Convergence is the underlying driver. On one level, the latest advances in medical imaging will need to be integrated efficiently and cost-effectively into the radiotherapy workflow. On a more fundamental level, the cultural gulf that separates the medical imaging community and the radiation oncology community will need to be tackled in a systematic fashion.
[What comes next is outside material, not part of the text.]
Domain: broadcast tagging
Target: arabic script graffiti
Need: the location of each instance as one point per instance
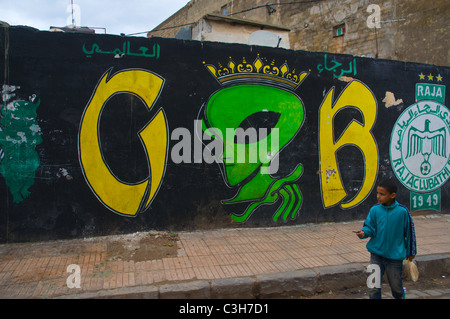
(336, 67)
(125, 50)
For physicists, radiation oncology and diagnostic imaging are specialized, self-contained disciplines. It's been this way for more than 50 years, a divide that cuts across research institutions, hospital departments and even the equipment manufacturers. It's high time that these two disciplines get closer again, as they were in the early days of radiology when the diagnostic and therapeutic application of ionizing radiation formed a single unified discipline. There are many ways to renew that relationship:

• Cross-disciplinary research networks that include expert groups from both fields.
• Common workshops, seminars and conferences to improve communication and education across the disciplines.
• Collaboration on training and education among relevant professional and learned societies.

To sum up: radiation oncology is more dependent on medical imaging than it has ever been - and that dependence is only going to become greater. For medical physicists, the future is clear: "Achieving more, together."